Then fix the firmware class code.

Please, don't create random /dev nodes for firmware images like this,
use the firmware code, that is what it is there for, and it is correct
to use it for this type of interface.

> If I were to write user code for this, I'd really want a single
> transaction that uploads a capsule and gets a success/failure
> indication.  Using ioctl or a single big write sound fine.
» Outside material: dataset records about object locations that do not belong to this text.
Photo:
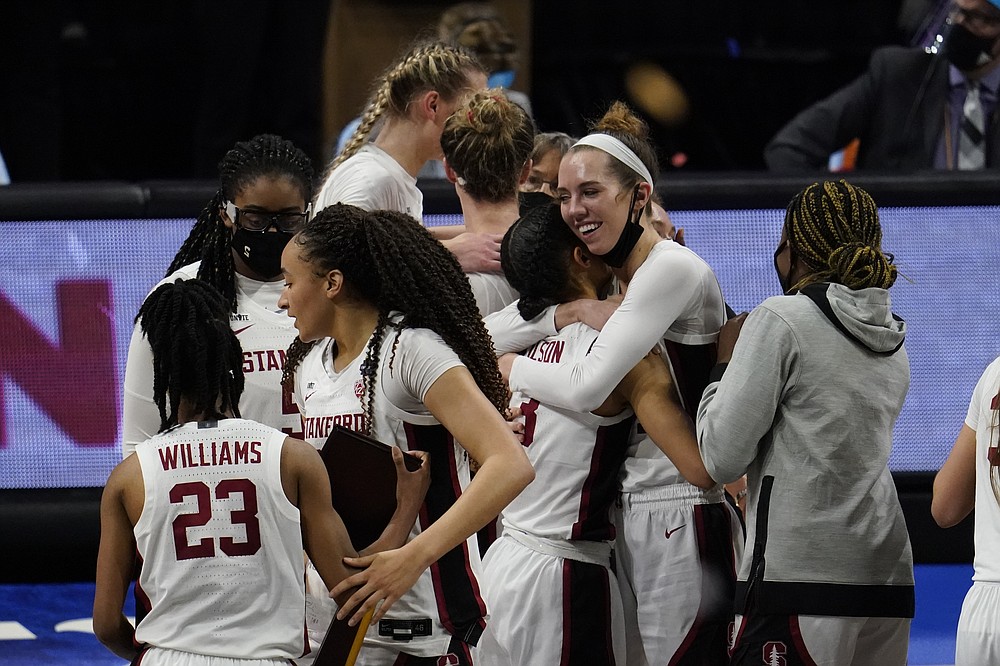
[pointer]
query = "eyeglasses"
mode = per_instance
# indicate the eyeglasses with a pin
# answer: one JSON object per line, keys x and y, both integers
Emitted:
{"x": 262, "y": 220}
{"x": 975, "y": 19}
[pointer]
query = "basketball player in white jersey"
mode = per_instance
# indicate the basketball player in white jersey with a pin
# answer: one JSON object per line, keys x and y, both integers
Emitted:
{"x": 235, "y": 245}
{"x": 677, "y": 544}
{"x": 970, "y": 478}
{"x": 395, "y": 344}
{"x": 487, "y": 145}
{"x": 552, "y": 595}
{"x": 412, "y": 100}
{"x": 218, "y": 509}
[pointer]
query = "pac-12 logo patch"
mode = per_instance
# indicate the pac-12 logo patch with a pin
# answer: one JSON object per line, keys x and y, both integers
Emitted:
{"x": 774, "y": 653}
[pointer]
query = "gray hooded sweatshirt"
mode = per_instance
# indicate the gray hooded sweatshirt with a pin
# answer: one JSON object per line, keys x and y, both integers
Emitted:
{"x": 806, "y": 409}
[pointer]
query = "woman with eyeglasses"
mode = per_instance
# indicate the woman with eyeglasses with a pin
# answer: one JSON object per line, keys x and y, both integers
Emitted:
{"x": 677, "y": 544}
{"x": 235, "y": 245}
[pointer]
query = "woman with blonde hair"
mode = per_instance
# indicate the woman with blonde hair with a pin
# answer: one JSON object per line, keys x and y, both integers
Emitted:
{"x": 677, "y": 544}
{"x": 487, "y": 145}
{"x": 406, "y": 114}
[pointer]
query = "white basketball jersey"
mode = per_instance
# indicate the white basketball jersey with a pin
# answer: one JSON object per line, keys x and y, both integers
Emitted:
{"x": 491, "y": 291}
{"x": 221, "y": 544}
{"x": 577, "y": 457}
{"x": 265, "y": 332}
{"x": 447, "y": 593}
{"x": 984, "y": 418}
{"x": 325, "y": 397}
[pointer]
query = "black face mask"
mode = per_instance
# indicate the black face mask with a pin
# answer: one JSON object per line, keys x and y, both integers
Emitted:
{"x": 629, "y": 237}
{"x": 261, "y": 251}
{"x": 965, "y": 50}
{"x": 783, "y": 280}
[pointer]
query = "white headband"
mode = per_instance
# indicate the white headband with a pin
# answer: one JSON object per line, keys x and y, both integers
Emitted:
{"x": 617, "y": 150}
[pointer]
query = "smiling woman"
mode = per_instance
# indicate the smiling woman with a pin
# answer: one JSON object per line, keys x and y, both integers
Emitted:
{"x": 672, "y": 298}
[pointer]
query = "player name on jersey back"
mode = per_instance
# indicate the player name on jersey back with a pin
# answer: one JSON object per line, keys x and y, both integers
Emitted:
{"x": 183, "y": 455}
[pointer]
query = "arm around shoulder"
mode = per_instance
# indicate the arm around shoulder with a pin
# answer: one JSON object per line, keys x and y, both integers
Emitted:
{"x": 955, "y": 484}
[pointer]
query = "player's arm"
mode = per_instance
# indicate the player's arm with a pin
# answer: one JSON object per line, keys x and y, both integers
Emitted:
{"x": 456, "y": 401}
{"x": 476, "y": 252}
{"x": 411, "y": 487}
{"x": 115, "y": 560}
{"x": 324, "y": 536}
{"x": 651, "y": 392}
{"x": 955, "y": 484}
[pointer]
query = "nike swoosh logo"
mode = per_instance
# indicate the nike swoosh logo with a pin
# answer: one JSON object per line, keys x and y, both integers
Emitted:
{"x": 669, "y": 532}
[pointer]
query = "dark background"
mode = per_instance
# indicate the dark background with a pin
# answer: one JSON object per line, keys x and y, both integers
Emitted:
{"x": 110, "y": 89}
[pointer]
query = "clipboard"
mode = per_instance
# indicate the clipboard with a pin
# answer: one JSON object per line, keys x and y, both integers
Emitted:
{"x": 342, "y": 642}
{"x": 362, "y": 482}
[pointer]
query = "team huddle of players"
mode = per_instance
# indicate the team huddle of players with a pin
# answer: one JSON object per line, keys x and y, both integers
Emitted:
{"x": 549, "y": 361}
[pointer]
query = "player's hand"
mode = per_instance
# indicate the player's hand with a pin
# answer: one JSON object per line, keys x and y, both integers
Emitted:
{"x": 411, "y": 486}
{"x": 476, "y": 252}
{"x": 728, "y": 335}
{"x": 386, "y": 577}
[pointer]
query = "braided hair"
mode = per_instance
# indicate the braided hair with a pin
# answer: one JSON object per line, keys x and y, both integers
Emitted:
{"x": 393, "y": 263}
{"x": 623, "y": 124}
{"x": 833, "y": 227}
{"x": 265, "y": 155}
{"x": 487, "y": 141}
{"x": 535, "y": 255}
{"x": 196, "y": 355}
{"x": 427, "y": 66}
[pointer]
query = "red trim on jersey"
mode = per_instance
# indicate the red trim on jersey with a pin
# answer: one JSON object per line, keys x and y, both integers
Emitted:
{"x": 140, "y": 594}
{"x": 800, "y": 645}
{"x": 586, "y": 615}
{"x": 567, "y": 617}
{"x": 588, "y": 485}
{"x": 456, "y": 591}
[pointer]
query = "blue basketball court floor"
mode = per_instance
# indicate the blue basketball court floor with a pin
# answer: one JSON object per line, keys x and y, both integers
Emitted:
{"x": 51, "y": 623}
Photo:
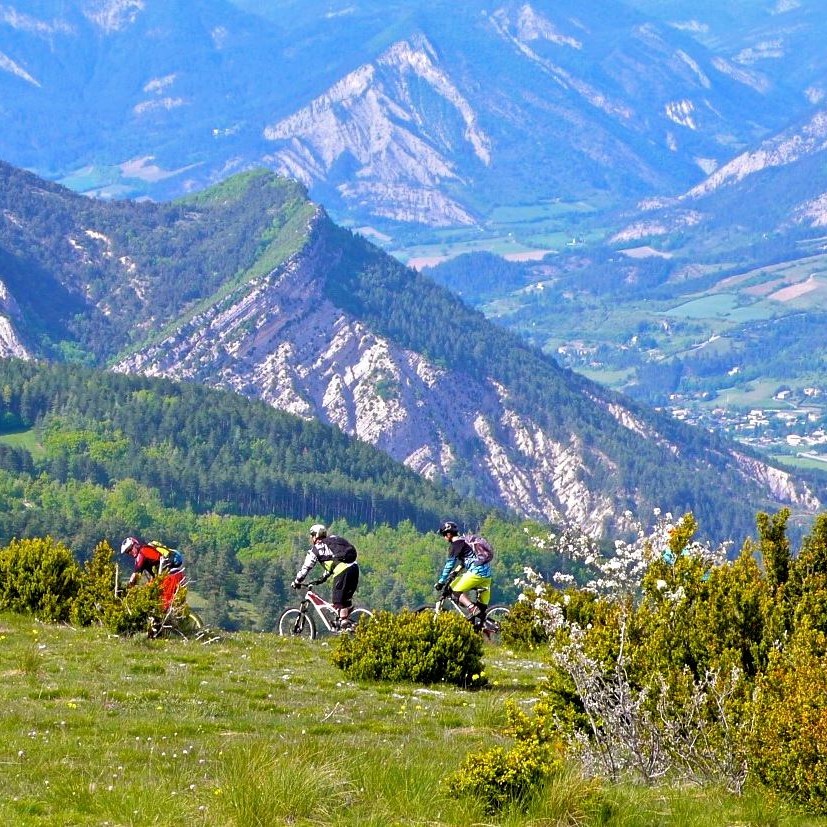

That's what you are using with the firmware interface, so this patch is
currect.

> Basically, I agree that EFI capsules are firmware, and using the
> "firmware" mechanism makes logical sense.  But the firmware class is
> designed for kernel drivers that request firmware, user code that just
> blindly supplies an existing file, user code that doesn't care at all
> whether the firmware loaded correctly (because, for many drivers,
> there is probably no synchronous way to figure out whether the upload
> worked anyway), and firmware loading being idempotent.
> 
> For EFI capsules and other flash-my-device mechanisms, we want user
> code to send firmware independently of any driver request, user code
> to actively think about what it wants to send, user code to find out
> what happened as a result of the request, and user code to actively
> think about whether it should send another update.
> 
> If someone wants to make firmware_class work very nicely for this
> interface, that sounds great.  I'd recommend using a non-overlapping
> set of filenames in the sysfs directory to avoid confusing existing
> tools, especially since it's not obvious to be that the kernel has any
> way at all to detect that what it thinks is an intentional capsule
> load request is actually an old version of udev mindlessly responding
> to a firmware loading request (via udevadm trigger if nothing else).
> I kind of suspect that it will end up sharing very little code with
> the normal firmware mechanism, though.
> 
> This thing really does sound like it'll be 20-30 lines of code *total*
> using a misc device, and the earlier patches in the series could
> possibly be dropped entirely.

I don't want to see the misc interface used for this, sorry you don't
like it, but I feel the firmware interface is correct.